[SciPy-user] Re: [SciPy-dev] Future directions for SciPy in light of meeting at Berkeley
Bob Ippolito
bob at redivi.com
Wed Mar 9 20:42:28 EST 2005
On Mar 9, 2005, at 8:30 PM, Robert Kern wrote:
> Bob Ippolito wrote:
>> On Mar 9, 2005, at 12:33 PM, Stephen Walton wrote:
>>>> 2) Installation problems -- I'm not completely clear on what the
>>>> "installation problems" really are.
>>>
>>>
>>> scipy and matplotlib are both very easy to install. Using ATLAS is
>>> the biggest pain, as Travis says, and one can do without it. Now
>>> that a simple 'scipy setup.py bdist_rpm' seems to work reliably, I
>>> for one am happy.
>> On Mac OS X, using ATLAS should be pretty trivial because the OS
>> already ships with an optimized implementation! The patch I created
>> for Numeric was very short, and I'm pretty sure it's on the trunk
>> (though last I packaged it, I had to make a trivial fix or two, which
>> I reported on sourceforge). I haven't delved into SciPy's source in
>> a really long time, so I'm not sure where changes would need to be
>> made, but I think someone else should be fine to look at Numeric's
>> setup.py and do what needs to be done to SciPy.
>
> Scipy already works just fine with Accelerate. No patch is necessary.

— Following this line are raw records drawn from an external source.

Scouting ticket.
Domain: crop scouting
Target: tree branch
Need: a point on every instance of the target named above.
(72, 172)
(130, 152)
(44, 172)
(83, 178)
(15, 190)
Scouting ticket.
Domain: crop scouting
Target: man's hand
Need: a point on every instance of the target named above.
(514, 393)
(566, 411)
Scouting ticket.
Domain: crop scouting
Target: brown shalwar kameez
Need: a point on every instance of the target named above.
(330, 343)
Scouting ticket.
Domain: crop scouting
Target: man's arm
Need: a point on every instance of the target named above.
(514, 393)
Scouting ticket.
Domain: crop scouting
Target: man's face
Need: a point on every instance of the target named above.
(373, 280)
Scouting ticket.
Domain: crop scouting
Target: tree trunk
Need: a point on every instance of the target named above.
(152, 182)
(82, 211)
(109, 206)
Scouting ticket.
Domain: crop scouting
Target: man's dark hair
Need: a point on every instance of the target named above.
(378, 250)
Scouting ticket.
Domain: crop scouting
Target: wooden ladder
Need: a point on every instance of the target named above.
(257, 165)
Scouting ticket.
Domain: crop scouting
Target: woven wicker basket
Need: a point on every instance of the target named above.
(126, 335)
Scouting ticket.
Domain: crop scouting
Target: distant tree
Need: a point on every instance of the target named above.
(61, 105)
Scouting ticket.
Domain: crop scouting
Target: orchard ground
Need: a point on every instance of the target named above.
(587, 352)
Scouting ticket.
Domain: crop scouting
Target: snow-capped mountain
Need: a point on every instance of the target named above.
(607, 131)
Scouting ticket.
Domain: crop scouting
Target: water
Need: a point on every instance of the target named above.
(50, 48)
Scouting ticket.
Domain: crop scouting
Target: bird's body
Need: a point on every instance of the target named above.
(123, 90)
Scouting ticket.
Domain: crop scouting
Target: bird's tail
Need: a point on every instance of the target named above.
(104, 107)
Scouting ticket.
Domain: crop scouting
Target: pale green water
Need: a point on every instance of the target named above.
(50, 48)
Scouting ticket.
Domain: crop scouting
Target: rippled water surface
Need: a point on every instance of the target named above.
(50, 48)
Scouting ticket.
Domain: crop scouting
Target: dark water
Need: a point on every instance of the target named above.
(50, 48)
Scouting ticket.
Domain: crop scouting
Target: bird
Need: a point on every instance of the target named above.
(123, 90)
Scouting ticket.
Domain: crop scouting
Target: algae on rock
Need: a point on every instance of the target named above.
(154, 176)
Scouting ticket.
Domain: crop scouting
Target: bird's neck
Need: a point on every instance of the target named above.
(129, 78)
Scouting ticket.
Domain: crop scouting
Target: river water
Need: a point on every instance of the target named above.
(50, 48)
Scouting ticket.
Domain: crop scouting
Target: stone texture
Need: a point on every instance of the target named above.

> However, the ATLAS provided in the Accelerate framework is incomplete.
> Namely, it's missing the row-major versions of BLAS and the optimized
> LAPACK routines. Scipy does make good use of these *if* they are
> available, and the availability of these routines can be quite
> important (if you are doing heavy linear algebra, of course, if you
> Just Need It To Build, then Accelerate is the way to go).
You should file a bug at http://bugreport.apple.com/ if you have not
already. There's still a chance for 10.4!